I was only seeing failures related to the JIT'd java/lang/invoke/LambdaForm$DMH/0x<addr>::invoke...
methods (failed reliably with -Xjit:limit
set to only compile those methods; reliably completed successfully with -Xjit:exclude
of those methods).
However, I was seeing a couple different failures. Most of the time, it failed similarly to the above report. But sometimes, it would fail during the compilation of those methods rather than during execution of the compiled method.
I also tested disabling many (as many as I could) optimizations via the -Xjit:disable...
options. I wasn't able to pinpoint blame to any optimization; any compilation of the method resulted in a failure. My initial hunch was that something was awry in the i2j transitioning, but that wouldn't explain the failures during compilation.

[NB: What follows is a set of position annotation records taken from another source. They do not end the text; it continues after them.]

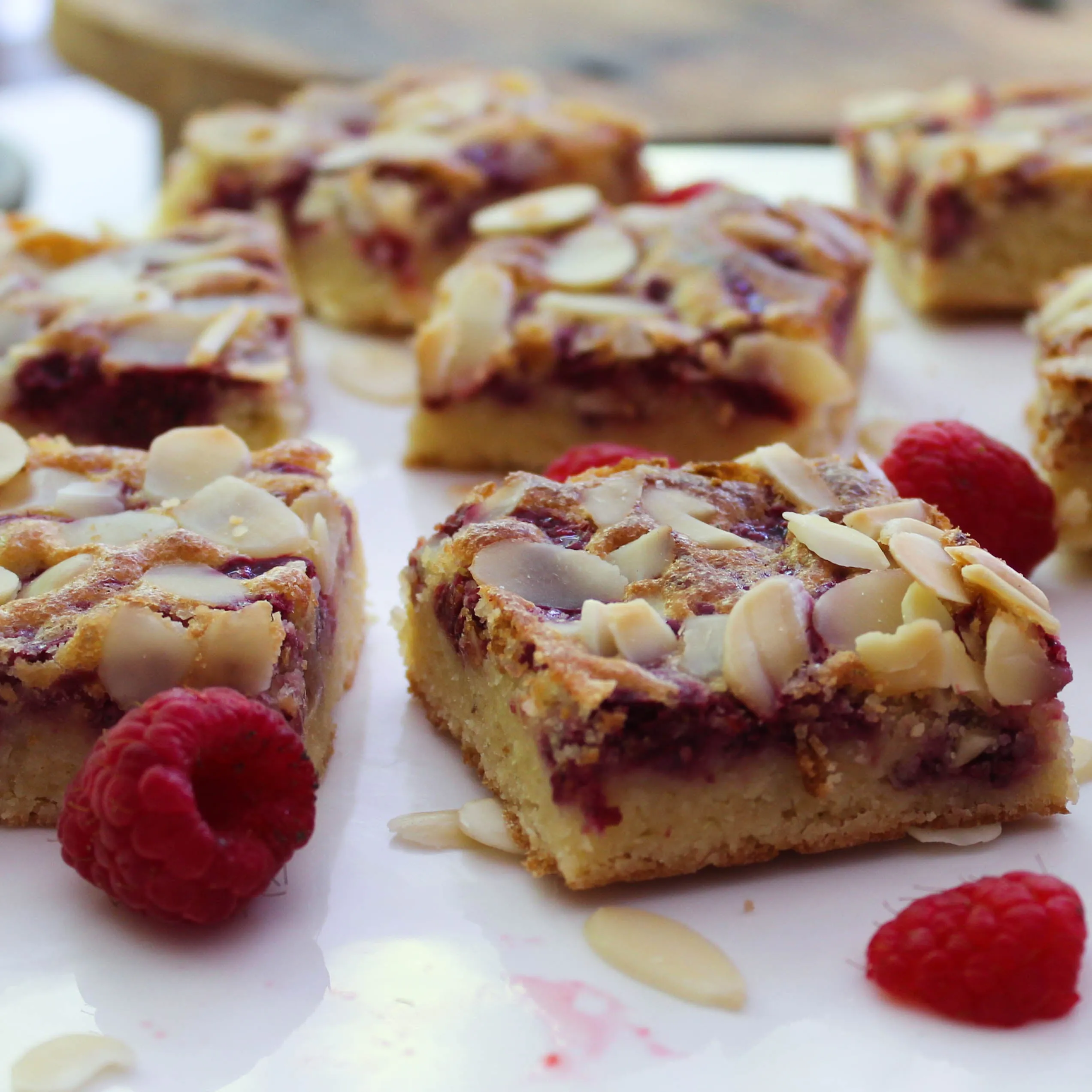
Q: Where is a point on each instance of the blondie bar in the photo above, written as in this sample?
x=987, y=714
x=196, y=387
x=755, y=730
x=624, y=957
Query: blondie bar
x=661, y=670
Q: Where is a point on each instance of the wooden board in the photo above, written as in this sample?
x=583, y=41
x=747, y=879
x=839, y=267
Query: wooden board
x=696, y=69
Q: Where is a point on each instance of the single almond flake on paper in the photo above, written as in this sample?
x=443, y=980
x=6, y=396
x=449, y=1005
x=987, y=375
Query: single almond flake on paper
x=958, y=836
x=68, y=1063
x=665, y=955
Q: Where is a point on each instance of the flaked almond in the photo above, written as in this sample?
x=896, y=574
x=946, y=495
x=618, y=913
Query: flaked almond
x=835, y=543
x=930, y=565
x=647, y=557
x=249, y=520
x=199, y=584
x=82, y=499
x=56, y=577
x=1018, y=671
x=793, y=474
x=640, y=634
x=702, y=637
x=143, y=653
x=593, y=257
x=665, y=955
x=185, y=460
x=686, y=514
x=13, y=452
x=538, y=212
x=121, y=529
x=548, y=575
x=484, y=822
x=239, y=649
x=957, y=836
x=868, y=603
x=67, y=1063
x=766, y=640
x=434, y=830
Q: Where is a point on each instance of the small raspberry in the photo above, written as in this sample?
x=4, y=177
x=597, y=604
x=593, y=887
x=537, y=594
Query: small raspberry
x=586, y=456
x=982, y=485
x=189, y=806
x=1003, y=950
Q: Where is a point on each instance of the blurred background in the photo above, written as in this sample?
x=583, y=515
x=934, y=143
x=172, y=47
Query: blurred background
x=114, y=75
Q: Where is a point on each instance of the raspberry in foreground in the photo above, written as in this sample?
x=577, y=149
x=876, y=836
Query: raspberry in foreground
x=587, y=456
x=1003, y=950
x=982, y=485
x=191, y=805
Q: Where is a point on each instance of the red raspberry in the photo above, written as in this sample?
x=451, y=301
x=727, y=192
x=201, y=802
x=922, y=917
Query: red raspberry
x=982, y=485
x=586, y=456
x=189, y=806
x=1003, y=950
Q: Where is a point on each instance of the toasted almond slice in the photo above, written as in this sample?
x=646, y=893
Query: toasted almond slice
x=835, y=543
x=548, y=575
x=484, y=822
x=200, y=584
x=930, y=565
x=766, y=640
x=872, y=521
x=796, y=476
x=56, y=577
x=665, y=955
x=67, y=1063
x=143, y=653
x=640, y=635
x=594, y=257
x=1018, y=671
x=434, y=830
x=868, y=603
x=958, y=836
x=13, y=452
x=538, y=212
x=647, y=557
x=185, y=460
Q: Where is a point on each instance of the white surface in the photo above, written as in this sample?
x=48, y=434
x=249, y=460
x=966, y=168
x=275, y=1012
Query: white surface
x=383, y=968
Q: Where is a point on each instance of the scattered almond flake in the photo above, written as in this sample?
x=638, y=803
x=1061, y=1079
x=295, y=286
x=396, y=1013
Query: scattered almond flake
x=484, y=822
x=68, y=1063
x=665, y=955
x=435, y=830
x=958, y=836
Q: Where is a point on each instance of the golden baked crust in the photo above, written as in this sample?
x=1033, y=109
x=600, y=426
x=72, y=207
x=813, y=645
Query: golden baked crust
x=114, y=341
x=762, y=688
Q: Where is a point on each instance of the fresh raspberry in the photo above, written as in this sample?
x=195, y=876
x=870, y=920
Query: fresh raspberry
x=586, y=456
x=189, y=805
x=1003, y=950
x=982, y=485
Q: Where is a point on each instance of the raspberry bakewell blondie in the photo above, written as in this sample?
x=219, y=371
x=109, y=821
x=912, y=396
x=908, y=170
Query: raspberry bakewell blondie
x=986, y=189
x=126, y=572
x=375, y=184
x=113, y=342
x=1061, y=415
x=702, y=326
x=660, y=670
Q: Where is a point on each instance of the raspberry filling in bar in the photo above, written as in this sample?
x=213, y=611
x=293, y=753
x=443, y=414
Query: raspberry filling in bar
x=986, y=189
x=661, y=670
x=125, y=572
x=116, y=342
x=702, y=326
x=376, y=183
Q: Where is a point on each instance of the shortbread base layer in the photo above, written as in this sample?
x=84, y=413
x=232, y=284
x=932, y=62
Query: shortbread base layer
x=747, y=814
x=42, y=752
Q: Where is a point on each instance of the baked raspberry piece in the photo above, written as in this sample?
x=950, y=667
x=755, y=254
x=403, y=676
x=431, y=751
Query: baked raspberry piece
x=659, y=670
x=1004, y=950
x=590, y=456
x=704, y=326
x=189, y=806
x=990, y=490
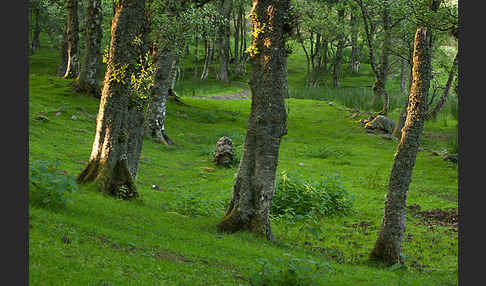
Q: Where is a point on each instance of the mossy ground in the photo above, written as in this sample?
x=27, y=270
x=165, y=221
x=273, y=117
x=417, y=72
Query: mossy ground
x=169, y=236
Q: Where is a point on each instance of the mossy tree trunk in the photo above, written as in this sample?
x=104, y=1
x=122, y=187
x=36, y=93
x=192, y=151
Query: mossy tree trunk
x=388, y=245
x=156, y=109
x=355, y=52
x=338, y=57
x=222, y=40
x=61, y=69
x=87, y=80
x=72, y=36
x=35, y=44
x=432, y=114
x=114, y=155
x=380, y=70
x=254, y=184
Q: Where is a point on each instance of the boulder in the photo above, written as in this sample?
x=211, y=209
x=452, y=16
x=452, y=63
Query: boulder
x=381, y=123
x=223, y=154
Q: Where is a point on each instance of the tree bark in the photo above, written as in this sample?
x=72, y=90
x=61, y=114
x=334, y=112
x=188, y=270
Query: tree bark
x=445, y=93
x=114, y=157
x=72, y=34
x=381, y=71
x=61, y=69
x=222, y=40
x=35, y=44
x=87, y=80
x=404, y=77
x=388, y=245
x=397, y=132
x=155, y=115
x=255, y=181
x=355, y=52
x=207, y=59
x=336, y=72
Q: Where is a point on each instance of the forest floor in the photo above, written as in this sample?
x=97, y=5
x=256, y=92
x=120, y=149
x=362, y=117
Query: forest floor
x=169, y=235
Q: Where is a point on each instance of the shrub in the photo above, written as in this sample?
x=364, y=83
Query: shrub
x=290, y=271
x=50, y=187
x=298, y=196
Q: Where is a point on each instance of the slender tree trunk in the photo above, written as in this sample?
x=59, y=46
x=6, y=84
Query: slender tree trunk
x=237, y=24
x=380, y=84
x=207, y=59
x=111, y=164
x=87, y=80
x=438, y=106
x=174, y=72
x=35, y=44
x=196, y=52
x=355, y=52
x=404, y=77
x=255, y=181
x=388, y=245
x=156, y=108
x=61, y=69
x=381, y=71
x=336, y=72
x=222, y=40
x=397, y=132
x=72, y=34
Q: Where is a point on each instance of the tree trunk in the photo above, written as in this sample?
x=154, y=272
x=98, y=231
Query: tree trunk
x=61, y=69
x=156, y=108
x=397, y=132
x=207, y=59
x=111, y=164
x=355, y=57
x=438, y=106
x=338, y=57
x=174, y=72
x=237, y=24
x=87, y=80
x=222, y=40
x=72, y=35
x=380, y=84
x=388, y=245
x=255, y=181
x=403, y=77
x=35, y=44
x=196, y=52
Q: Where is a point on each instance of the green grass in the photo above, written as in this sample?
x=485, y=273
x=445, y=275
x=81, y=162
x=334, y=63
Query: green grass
x=158, y=240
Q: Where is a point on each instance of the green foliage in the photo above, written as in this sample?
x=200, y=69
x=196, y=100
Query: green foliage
x=50, y=187
x=291, y=271
x=296, y=195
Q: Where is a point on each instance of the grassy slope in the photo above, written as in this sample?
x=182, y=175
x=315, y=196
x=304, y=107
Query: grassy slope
x=148, y=242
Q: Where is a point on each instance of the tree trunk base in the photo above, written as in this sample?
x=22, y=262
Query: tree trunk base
x=91, y=90
x=385, y=253
x=117, y=182
x=233, y=222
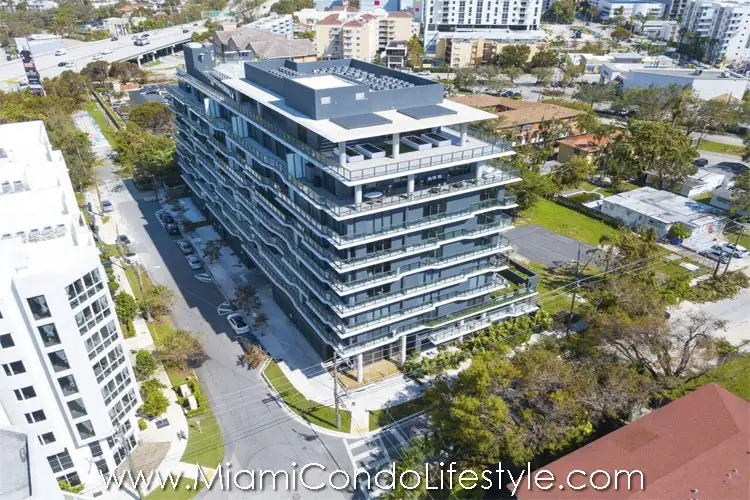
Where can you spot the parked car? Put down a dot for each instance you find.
(238, 323)
(185, 246)
(700, 162)
(194, 262)
(737, 251)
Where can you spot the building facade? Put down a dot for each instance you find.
(364, 197)
(498, 19)
(725, 24)
(65, 376)
(361, 36)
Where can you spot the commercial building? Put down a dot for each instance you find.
(277, 24)
(630, 8)
(725, 24)
(694, 447)
(65, 375)
(471, 48)
(705, 83)
(249, 44)
(372, 207)
(651, 208)
(496, 19)
(525, 122)
(361, 36)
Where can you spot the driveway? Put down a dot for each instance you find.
(258, 433)
(545, 247)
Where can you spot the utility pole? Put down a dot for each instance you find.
(126, 447)
(575, 291)
(336, 391)
(736, 242)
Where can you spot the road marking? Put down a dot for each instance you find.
(204, 278)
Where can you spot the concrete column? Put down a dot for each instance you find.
(360, 368)
(342, 153)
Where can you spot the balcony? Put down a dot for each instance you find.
(477, 146)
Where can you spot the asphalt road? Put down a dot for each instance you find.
(258, 433)
(122, 50)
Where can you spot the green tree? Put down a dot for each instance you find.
(545, 58)
(152, 116)
(659, 148)
(145, 365)
(96, 71)
(513, 55)
(180, 349)
(155, 403)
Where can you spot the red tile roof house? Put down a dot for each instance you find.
(695, 448)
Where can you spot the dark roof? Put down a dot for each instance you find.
(699, 442)
(360, 121)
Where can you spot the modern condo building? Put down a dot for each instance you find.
(65, 377)
(366, 199)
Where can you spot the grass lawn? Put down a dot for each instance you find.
(381, 418)
(205, 444)
(564, 221)
(719, 147)
(313, 412)
(93, 109)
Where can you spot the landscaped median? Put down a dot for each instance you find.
(311, 411)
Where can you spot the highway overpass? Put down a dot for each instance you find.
(162, 40)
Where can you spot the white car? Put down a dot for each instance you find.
(194, 262)
(185, 246)
(238, 323)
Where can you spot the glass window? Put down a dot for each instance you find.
(47, 438)
(25, 393)
(6, 341)
(77, 408)
(86, 430)
(49, 335)
(38, 306)
(68, 385)
(59, 360)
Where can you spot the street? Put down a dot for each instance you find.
(258, 433)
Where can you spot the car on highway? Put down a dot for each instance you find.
(185, 246)
(238, 323)
(194, 262)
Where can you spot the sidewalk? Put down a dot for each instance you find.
(295, 357)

Whoever picks this up, reach out to me. I have documented a lot of what I had done to triage and may have some more information that would help.
@nbhuiyan, assigning to you as you suggested. Thanks!
Internal build - head stream with OpenJDK method handles enabled win22x86-svl-rt4-1
Diagnostics were created but not archived.